In May of 2017, the state received a $7.8 million federal grant form the Substance Abuse and Mental Health Services Administration, or SAMHSA, to combat opioid addiction. A portion of that went to adding two opiate specialist positions to the hotline’s staff this spring: a peer support line operator and a clinician.

Heidi L. took on the role of the line’s first opiate specialist in March 2018. KUNC is withholding her last name for caller-operator privacy concerns.

She says the new position is a vital one considering the amount of calls she gets specifically about addiction-related crises.

“Sometimes when people are calling they just want detox,” she said. “Some people don’t know what they’re doing and have no idea of what to do or where to go. It’s a really complex problem.”

Her first contact with the crisis line was as a user. She dialed in during a panic attack on her way to a work training in 2013 and again before a suicide attempt in 2014.

She says it was an invaluable part of her recovery.

“Even if I didn’t have anybody else, there was somebody who gave a damn that I picked up the phone,” she said.

Credit Matt Bloom/KUNC
The call center's tranquility room offers an escape for operators, who often answer dozens of calls a day from those experiencing a mental health crisis.

Taking care of their own

Even the people answering the phones need a break at some point. That’s why the center has what staff call the “tranquility room.”

Stohlmann-Rainey sorts the assortment of stress-relieving tools in the small room, away from the chorus of calm voices emanating from the office’s rows of cubicles. There’s a yoga mat, a salt lamp and a massage chair. A door shuts, keeping it quiet. 

Stohlmann-Rainey used to do jiu-jitsu. She brought in a rebreakable board.

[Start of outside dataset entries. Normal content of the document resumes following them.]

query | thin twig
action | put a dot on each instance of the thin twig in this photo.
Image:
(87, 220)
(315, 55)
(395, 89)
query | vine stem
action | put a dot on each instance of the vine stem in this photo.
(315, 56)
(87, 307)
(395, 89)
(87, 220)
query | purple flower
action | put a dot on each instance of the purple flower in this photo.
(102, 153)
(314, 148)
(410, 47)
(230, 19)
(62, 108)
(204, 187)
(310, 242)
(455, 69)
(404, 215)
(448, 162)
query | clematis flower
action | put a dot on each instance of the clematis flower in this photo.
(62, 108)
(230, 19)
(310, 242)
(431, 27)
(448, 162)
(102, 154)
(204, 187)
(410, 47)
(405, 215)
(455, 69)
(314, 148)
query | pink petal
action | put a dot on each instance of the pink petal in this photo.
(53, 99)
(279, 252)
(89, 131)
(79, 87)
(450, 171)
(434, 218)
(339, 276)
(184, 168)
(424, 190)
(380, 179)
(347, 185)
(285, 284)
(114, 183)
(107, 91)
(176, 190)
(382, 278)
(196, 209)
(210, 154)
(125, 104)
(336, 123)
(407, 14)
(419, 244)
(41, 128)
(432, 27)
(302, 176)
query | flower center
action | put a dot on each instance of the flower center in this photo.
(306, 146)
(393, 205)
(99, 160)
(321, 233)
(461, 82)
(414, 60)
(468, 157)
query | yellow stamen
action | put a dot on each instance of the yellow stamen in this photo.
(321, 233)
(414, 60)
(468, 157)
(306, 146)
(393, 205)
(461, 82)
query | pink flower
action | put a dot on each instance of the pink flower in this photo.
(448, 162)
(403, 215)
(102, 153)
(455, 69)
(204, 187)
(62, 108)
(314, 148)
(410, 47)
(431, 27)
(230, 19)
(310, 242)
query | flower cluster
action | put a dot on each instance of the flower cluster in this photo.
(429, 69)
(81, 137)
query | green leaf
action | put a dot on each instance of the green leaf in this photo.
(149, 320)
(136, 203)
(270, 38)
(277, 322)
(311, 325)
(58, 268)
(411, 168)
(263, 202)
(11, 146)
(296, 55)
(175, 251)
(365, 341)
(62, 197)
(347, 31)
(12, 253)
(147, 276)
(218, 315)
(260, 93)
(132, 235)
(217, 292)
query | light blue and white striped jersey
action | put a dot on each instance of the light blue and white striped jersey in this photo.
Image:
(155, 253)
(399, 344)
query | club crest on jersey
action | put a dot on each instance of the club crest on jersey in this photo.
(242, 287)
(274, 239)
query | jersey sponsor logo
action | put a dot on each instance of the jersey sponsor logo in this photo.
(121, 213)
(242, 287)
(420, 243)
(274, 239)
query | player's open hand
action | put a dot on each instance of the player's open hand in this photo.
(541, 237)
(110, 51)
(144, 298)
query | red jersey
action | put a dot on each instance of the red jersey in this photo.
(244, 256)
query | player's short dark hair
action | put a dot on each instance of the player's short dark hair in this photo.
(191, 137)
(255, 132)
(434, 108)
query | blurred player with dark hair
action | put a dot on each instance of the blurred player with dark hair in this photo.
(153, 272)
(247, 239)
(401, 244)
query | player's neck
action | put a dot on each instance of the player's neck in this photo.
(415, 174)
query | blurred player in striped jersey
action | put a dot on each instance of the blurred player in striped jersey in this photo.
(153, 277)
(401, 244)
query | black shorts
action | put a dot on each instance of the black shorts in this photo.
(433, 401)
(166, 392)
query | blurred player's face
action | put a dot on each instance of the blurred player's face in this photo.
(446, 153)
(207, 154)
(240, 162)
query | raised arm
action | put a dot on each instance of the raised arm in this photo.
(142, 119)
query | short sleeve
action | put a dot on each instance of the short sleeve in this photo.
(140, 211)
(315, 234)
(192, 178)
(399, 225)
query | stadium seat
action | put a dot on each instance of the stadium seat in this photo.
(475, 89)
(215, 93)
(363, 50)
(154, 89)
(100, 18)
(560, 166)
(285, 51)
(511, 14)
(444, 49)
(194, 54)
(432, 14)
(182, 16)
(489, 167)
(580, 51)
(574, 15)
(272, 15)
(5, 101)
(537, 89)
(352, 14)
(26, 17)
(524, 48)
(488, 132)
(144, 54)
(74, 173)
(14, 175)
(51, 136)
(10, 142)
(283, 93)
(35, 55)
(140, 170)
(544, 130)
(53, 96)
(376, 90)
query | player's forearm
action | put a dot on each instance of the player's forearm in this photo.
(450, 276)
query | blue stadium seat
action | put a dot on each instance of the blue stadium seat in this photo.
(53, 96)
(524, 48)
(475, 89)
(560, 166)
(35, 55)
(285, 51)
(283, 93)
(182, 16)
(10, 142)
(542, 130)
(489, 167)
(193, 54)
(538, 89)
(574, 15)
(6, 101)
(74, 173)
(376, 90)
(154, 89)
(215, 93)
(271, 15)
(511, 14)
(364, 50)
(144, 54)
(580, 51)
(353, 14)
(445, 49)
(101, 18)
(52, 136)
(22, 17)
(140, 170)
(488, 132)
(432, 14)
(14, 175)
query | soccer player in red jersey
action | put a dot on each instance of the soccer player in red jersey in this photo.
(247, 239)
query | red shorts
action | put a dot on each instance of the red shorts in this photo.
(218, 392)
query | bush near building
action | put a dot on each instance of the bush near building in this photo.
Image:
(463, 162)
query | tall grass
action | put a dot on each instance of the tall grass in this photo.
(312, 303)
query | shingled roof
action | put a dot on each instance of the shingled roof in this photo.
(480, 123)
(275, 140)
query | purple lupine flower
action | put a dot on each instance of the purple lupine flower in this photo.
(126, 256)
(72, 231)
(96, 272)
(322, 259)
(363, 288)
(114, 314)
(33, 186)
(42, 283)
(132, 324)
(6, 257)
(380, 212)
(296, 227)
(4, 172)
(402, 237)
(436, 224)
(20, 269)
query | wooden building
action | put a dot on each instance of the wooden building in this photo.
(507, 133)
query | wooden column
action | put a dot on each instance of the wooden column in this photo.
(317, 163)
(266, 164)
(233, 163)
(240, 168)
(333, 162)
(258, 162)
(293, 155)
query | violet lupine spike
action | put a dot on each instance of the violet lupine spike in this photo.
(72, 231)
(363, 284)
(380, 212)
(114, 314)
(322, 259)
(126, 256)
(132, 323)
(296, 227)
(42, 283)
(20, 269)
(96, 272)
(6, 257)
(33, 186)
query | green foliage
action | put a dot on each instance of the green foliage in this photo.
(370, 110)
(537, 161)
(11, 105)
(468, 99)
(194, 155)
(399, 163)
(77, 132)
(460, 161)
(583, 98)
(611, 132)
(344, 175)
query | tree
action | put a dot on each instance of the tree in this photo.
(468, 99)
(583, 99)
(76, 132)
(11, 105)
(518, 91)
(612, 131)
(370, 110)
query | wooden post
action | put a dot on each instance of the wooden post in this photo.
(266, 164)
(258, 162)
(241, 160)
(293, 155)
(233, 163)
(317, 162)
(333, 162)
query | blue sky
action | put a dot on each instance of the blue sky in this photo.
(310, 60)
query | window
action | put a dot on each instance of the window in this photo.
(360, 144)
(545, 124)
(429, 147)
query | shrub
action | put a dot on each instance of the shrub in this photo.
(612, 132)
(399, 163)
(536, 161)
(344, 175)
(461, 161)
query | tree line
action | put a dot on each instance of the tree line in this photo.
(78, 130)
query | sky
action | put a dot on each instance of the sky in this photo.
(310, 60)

“So people can get some energy out,” she says, laughing.

A sense of humor is also important, she adds. The work of an operator can be grueling.  

“We ask them to do something really big, which is to meet people who are in their darkest moments,” she says. “And that’s a really vulnerable place to ask people to be.” 

Without supporting the call center’s staff, she says, they can’t support the growing number of callers.